Summary
Famines resulting from epidemic hunger must be seen as cultural catastrophes. Usually, but by no means exclusively, they are triggered by natural events. In Ethiopia, many recent famines emerged after severe droughts occurring predominantly in rainfed agro-ecological regions. Famines are cultural catastrophes, because the persistent local economic, social, political, and also ecological and land-use set-up does not respond to overcome the extreme shortage of food in the peasant sector.
The famine vulnerability of a country has to be sought in the land use, the human, and the natural elements of a geo-ecological system. In addition, international elements such as economic, political, and humanitarian influences must be included in the systematic approach, in order to understand famine vulnerability and the possibilities of reducing it. Such a geoecosystem approach is used to discuss famine vulnerability in Ethiopia in this chapter.

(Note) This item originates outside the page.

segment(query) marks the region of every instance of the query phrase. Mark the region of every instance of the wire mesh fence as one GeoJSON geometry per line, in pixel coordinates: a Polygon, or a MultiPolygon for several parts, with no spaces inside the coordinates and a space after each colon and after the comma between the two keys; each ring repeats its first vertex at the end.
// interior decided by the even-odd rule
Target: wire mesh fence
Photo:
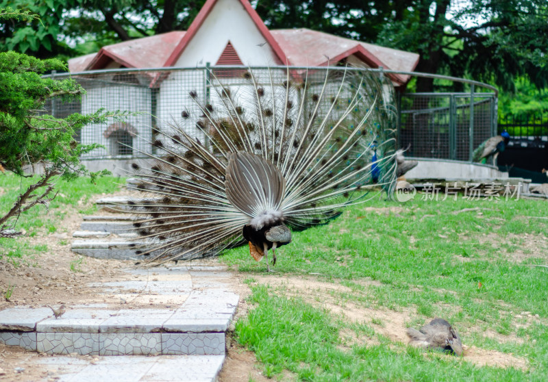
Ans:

The role of ecology in the creation of famines must be seen in its long-term rather than its short-term impacts. Due to millenia-old traditional land management and use, land resources and productivity potentials have already been considerably reduced in many parts of Ethiopia through deforestation, soil erosion, and fertility decline. This contributes considerably to the present level of famine vulnerability. Long-term trends, on the other hand, give an even worse scenario indicating increased vulnerability in future.
Long-term ecological impacts of human and livestock populations on land resource utilization are modelled in this chapter in order to see long-term trends of land use in Ethiopia over the next 50 years.